We hope that those cities where there are resident visual description specialists (56 cities at the moment) will soon have this service in theatres, and we will help the theatres introduce it by sponsoring them.

Also, together with International Council of Museums (ICOM) in Russia we are preparing a museum project: we are working on a manual guide that will help adapt museums to the needs of those who cannot see. Such guides for the deaf and people with mental peculiarities already exist. Our guide will be ready next year, and any Russian museum will be free to obtain it.

Such are the major projects, but of course we will have special projects for digital usability and also those concerning different applications for visually challenged users, but it is still early to talk about this.

Are you planning to train visual description specialists in 2021?

For the next year, unfortunately, the training program does not include courses for new visual description specialists. This is due to the fact that we have already trained a rather big number of such specialists, but not all of them are employed and not all of them are helping to advance visual description commentary.

Now we are routinely organizing round tables for visual description specialists in order to involve them in this work after all — so that the cities that already have trained specialists would benefit from visual description services on a regular basis.

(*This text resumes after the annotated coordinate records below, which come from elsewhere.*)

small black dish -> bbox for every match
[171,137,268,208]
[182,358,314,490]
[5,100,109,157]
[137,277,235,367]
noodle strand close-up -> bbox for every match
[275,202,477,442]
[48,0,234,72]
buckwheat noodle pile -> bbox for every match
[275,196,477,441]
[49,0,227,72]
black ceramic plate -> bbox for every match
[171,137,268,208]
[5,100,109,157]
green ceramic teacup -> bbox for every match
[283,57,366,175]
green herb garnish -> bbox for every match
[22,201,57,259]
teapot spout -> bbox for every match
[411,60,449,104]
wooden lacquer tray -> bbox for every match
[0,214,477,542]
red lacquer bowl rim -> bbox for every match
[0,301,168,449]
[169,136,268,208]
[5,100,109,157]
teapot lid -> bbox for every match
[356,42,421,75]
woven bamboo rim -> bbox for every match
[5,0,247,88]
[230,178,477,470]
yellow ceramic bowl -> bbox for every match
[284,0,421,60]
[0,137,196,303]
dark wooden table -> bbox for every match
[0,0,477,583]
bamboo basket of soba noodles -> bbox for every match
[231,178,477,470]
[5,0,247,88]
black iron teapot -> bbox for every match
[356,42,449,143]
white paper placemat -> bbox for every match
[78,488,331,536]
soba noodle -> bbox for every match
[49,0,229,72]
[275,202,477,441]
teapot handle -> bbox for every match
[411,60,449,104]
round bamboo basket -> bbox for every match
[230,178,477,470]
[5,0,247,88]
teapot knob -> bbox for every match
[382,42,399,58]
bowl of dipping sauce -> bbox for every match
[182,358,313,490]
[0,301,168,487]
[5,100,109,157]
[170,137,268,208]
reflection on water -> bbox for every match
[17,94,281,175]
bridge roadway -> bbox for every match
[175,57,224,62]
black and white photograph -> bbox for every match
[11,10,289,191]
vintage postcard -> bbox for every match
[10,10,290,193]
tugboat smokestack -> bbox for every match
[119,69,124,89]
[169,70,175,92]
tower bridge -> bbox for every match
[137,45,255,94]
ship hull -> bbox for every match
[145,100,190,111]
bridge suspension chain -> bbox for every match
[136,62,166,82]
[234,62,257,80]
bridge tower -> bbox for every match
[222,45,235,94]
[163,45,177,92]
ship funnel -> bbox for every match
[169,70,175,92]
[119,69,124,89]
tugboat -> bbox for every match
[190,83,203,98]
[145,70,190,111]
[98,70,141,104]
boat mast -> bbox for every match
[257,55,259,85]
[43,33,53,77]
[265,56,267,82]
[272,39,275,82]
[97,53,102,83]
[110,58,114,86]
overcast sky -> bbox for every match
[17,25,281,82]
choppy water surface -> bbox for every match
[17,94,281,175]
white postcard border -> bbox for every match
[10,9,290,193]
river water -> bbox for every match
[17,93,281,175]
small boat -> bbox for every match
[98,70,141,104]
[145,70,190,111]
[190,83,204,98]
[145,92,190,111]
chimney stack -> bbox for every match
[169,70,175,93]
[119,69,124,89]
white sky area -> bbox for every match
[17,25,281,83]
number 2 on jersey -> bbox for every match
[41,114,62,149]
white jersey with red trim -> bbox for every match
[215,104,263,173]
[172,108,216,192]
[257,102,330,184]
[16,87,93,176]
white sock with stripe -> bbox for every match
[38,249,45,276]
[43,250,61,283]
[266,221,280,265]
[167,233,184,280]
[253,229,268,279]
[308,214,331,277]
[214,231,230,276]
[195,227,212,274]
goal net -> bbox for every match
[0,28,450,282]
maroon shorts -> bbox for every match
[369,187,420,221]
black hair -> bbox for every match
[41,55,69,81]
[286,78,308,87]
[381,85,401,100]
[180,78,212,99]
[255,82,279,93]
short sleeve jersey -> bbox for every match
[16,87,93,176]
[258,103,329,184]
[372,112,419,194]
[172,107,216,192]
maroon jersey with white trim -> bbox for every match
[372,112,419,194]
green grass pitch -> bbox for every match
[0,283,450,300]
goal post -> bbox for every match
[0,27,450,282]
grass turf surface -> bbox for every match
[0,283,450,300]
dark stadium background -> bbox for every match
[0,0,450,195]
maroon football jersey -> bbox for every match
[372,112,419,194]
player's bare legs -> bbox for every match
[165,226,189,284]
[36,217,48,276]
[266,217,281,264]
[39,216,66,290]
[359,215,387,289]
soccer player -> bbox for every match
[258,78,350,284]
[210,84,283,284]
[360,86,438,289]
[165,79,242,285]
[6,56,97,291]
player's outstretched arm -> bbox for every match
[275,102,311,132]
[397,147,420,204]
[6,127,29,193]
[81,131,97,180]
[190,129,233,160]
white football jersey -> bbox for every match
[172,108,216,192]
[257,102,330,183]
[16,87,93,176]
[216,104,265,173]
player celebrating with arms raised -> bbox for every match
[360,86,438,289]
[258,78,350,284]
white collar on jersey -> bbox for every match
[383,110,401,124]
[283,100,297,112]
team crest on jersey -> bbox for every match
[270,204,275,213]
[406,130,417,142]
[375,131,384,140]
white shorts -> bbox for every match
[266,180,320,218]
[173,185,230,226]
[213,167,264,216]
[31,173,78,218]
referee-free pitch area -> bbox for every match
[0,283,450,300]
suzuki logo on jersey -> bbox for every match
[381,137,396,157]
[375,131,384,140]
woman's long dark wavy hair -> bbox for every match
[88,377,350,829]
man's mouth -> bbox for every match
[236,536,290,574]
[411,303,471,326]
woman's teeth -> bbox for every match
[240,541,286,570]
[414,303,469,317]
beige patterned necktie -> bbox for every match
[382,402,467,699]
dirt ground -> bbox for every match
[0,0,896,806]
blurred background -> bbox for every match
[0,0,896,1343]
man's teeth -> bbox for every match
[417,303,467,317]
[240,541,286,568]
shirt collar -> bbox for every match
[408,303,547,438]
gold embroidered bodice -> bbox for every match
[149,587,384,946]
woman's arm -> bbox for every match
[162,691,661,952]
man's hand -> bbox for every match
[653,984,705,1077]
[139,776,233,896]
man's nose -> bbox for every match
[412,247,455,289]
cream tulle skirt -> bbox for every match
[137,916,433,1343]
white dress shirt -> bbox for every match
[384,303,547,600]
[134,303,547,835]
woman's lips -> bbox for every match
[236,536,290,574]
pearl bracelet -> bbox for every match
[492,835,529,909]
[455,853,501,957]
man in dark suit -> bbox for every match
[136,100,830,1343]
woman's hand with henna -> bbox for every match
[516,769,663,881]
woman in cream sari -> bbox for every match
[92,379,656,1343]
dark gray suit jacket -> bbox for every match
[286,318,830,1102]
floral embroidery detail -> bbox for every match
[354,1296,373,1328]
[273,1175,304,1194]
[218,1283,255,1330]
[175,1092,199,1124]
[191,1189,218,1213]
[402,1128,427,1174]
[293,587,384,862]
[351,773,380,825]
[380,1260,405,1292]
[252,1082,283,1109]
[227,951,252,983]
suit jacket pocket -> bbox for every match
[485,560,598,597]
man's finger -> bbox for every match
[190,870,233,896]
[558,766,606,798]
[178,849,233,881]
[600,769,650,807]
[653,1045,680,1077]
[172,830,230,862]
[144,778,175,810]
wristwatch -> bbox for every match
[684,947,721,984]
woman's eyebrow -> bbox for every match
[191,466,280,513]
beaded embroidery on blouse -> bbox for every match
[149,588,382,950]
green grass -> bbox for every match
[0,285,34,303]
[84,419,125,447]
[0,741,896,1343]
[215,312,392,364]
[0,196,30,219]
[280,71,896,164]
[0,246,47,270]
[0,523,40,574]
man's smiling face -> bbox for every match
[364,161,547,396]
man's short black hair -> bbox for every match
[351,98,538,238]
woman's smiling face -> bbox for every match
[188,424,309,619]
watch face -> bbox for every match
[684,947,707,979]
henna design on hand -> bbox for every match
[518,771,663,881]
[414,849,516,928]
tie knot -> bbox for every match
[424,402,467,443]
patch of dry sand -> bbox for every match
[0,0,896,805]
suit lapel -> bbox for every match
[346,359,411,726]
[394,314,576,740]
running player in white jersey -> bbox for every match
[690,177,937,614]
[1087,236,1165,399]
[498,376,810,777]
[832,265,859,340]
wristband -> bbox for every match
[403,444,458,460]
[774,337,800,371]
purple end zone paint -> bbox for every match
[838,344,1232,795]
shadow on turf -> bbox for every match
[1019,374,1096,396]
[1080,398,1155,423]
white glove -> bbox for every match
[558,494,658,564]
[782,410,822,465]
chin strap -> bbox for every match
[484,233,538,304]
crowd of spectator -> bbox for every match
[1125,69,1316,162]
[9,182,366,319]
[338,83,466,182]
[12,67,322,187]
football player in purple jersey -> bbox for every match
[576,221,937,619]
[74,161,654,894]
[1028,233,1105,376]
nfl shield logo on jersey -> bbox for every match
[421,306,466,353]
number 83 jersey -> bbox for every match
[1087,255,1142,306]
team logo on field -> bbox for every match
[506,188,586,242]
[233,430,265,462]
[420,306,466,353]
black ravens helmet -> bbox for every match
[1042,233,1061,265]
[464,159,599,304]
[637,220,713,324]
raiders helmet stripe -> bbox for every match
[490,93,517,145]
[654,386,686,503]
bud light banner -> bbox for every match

The year’s results of the “Special View” program by the numbers

  • Support given to 147 applicants
  • 82 online computer studies courses run
  • 65 group and individual lessons on wayfinding, mobility and self-reliance held
  • 13 visually disabled specialists on computer studies trained under Anatoly Popko’s guidance
  • 8 people from different Russian regions trained to be specialists in wayfinding and mobility
  • Tactile models of exhibits created for 11 Russian museums
  • 7 cultural institutions supplied with equipment for enabling visual description commentary
  • 33 theatres given money grants to provide their performances with visual description commentary
  • 16 new visual description specialists (their number now totals 122) and 50 tutors for visually challenged students trained
  • Everyone Can Cook! A Recipe Book With Tips For Teaching Culinary Art To The Visually Challengedpublished, and Blindfolded Cooking videoblog created
  • A research on websites usability carried out
  • Braille displays given to 15 people with visual impairments
  • A series of webinars entitled Socially-oriented Theatre in Russia held
  • 157 articles on important events, news and projects in inclusion sphere and lives of visually challenged people published at the “Special View” portal.